Premier Jason Kenney announced Monday that six Alberta MLAs and a high-level UCP staff member who took part in non-essential travel during the COVID-19 pandemic have been reprimanded.
The six MLAs who travelled out of the country have either resigned from or lost their ministerial or cabinet committee roles. The premier’s chief of staff was asked to step down.
Read more: Tany Yao is sixth Alberta MLA confirmed to have travelled abroad amid COVID-19
“Albertans have every right to expect that people in positions of public trust be held to a higher standard of conduct during the COVID-19 pandemic,” Kenney said in a statement on his Facebook page.
“Millions of Albertans have made real sacrifices over the past 10 months to help keep each other safe. They are right to be angry about people in positions of leadership vacationing outside of the country.”
“I have accepted the resignation of Municipal Affairs Minister Tracy Allard and have asked my Chief of Staff Jamie Huckabay to step down, which he has done,” the premier said.
“I have also accepted the resignation of MLA Jeremy Nixon as Parliamentary Secretary for Civil Society and MLA Jason Stephan from Treasury Board.
“They as well as MLAs Tanya Fir, Pat Rehn, and Tany Yao have lost their Legislature committee responsibilities,” Kenney added.
“By travelling abroad over the holidays, these individuals demonstrated extremely poor judgment.”
Red Deer-South MLA Jason Stephan issued an updated statement on Facebook Tuesday morning, saying he was grateful for the opportunity to have served on the Treasury Board.
“In discussing my resignation with the premier, we both agree that I exercised poor judgment when I travelled to Arizona on Dec. 31,” Stephan said.
“This includes a realization that I failed to see my travelling to Arizona could be hurtful to the very individuals and families I have been seeking to serve, and who have made such huge sacrifices, including with the additional restrictions imposed over the Christmas holidays. To those individuals and families, I am very sorry and apologize for my poor judgement.”
The UCP has come under heavy fire over the past several days after Kenney did not discipline those in his party who left Canada, despite advice from both the provincial and the federal government to avoid non-essential travel amid the pandemic.

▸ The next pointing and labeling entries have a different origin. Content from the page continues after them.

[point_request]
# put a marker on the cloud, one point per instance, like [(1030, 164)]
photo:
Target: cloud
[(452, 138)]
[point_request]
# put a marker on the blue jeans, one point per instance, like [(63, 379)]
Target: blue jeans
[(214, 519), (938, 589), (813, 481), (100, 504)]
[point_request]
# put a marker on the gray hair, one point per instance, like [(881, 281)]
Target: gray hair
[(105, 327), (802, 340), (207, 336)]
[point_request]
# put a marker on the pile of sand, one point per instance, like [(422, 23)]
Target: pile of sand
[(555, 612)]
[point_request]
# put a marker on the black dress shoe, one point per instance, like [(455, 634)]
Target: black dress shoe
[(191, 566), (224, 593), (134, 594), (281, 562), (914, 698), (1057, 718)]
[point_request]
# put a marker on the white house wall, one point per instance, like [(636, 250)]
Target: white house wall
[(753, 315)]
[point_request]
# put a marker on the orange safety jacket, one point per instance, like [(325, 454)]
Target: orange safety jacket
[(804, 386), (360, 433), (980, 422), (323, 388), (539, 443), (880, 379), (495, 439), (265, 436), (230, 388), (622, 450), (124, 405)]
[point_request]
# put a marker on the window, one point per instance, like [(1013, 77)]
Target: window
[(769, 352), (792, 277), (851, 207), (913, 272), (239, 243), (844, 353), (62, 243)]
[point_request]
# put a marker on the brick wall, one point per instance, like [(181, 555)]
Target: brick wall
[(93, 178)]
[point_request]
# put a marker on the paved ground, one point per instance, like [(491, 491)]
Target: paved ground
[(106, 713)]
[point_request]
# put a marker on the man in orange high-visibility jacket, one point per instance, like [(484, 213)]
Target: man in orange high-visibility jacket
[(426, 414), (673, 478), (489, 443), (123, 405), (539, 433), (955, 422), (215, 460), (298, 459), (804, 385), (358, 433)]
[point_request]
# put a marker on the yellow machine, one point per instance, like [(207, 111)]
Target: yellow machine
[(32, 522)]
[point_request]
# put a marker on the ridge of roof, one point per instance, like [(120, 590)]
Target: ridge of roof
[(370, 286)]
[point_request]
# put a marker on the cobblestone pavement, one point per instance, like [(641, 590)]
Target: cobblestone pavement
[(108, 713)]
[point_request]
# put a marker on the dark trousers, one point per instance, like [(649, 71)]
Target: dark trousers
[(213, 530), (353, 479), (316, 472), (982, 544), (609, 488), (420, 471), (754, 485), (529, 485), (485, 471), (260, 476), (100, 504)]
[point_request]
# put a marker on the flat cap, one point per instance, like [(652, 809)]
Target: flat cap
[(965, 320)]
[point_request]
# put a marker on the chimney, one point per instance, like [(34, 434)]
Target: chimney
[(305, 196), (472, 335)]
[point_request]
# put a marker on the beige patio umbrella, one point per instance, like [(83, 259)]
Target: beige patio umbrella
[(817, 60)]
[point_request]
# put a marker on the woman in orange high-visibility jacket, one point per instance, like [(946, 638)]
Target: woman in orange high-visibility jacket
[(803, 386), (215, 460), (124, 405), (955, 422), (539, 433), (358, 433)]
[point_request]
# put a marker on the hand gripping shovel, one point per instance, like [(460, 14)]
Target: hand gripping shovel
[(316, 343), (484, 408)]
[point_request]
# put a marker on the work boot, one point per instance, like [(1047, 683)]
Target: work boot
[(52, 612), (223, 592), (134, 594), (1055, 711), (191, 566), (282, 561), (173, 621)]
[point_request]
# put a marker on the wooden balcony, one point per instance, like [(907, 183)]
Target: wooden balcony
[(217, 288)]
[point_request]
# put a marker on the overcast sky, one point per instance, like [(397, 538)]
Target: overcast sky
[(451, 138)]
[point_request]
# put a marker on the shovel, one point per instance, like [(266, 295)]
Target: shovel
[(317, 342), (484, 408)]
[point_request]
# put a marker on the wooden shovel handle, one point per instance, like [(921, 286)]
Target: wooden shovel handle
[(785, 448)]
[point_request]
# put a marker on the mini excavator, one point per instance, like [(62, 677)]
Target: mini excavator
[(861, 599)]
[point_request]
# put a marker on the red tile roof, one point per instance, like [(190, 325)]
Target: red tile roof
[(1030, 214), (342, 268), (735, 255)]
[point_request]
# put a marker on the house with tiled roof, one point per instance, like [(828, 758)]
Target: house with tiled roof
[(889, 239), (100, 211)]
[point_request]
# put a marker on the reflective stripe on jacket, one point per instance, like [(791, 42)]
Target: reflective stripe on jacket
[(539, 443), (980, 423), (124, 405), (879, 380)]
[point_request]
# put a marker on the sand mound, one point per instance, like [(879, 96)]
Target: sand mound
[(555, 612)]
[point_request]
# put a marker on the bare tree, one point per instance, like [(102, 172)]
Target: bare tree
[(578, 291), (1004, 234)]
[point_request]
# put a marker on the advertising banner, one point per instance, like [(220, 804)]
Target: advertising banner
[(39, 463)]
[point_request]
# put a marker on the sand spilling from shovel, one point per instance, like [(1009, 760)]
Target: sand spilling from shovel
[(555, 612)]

Even members of their own caucus voiced their displeasure.
The UCP MLA for Brooks-Medicine Hat told CHAT TV in Medicine Hat she understands why Albertans are upset.
“I completely understand why they are disappointed and why they are frustrated,” Michaela Glasgo said Monday.
“This is an unprecedented time. We have seen businesses close. We have seen people deemed essential and non-essential. We’ve seen people shut into their homes.
“For me, this was just about leading by example and show our constituents that we will put our feet on the ground and do what we said we were going to do.”
On Friday, Kenney said he was issuing a new “clear directive” to government officials, including support staff like press secretaries, not to travel internationally.
“Over the weekend, I have listened to Albertans who are sending a clear message that they want real consequences for these actions,” Kenney explained Monday.
Mount Royal University political scientist Duane Bratt believes this might be the most damaging political scandal this government has experienced so far.
“If we start seeing resignations today and tomorrow, it’s a bit too little too late. Because there was a degree of defiance on Friday that Jason Kenney had done.
“If Allard resigns, I think it’s because of pressure from her constituents,” Bratt said. “This is an inexperienced politician all of a sudden thrust into the limelight, from a small city where she knows everybody and is now the subject of ridicule.
Bratt isn’t sure Monday’s announcement will hold off public frustration, which he says is being directed at the premier.
“He didn’t go away. He wasn’t irresponsible, that we know of. It was his people that were and he protected them. But where is the line of fire coming at? It’s coming directly at him… the focus has been on Kenney for what he didn’t do.”
“A holiday, a trip to your vacation home, that’s not essential. I don’t know how anyone could view it as essential.”
The fact that conservatives — including MLA Glasgo — are now speaking out against the non-essential travel and Kenney’s handling of it means more trouble for the party and premier, Bratt said.
“She’s a very young, rookie politician, standing up on the record saying: ‘What my colleagues did was wrong.'”
Transportation Minister Ric McIver will serve as interim minister of Municipal Affairs, and Kenney’s Principal Secretary Larry Kaumeyer will serve as interim Chief of Staff.
The NDP said Monday they expected Kenney to announce concrete consequences for MLAs who travelled on Friday.
“He’s several days late, I’d say, in making the decision that all Albertans knew would have been the right thing,” MLA Sara Hoffman said.
The Official Opposition would also like to see a complete list of which MLAs travelled internationally and when.
“Alberta families are making grave sacrifices right now and we’re told that we’re all in this together. But clearly the UCP doesn’t see themselves as being ‘all of us,'” Hoffman said.
“They were sitting on beaches or going to swim-up bars while these folks couldn’t be with the people they love when they died.”
Hoffman called the decisions to travel “hugely disrespectful” and “the height of arrogance and hypocrisy.”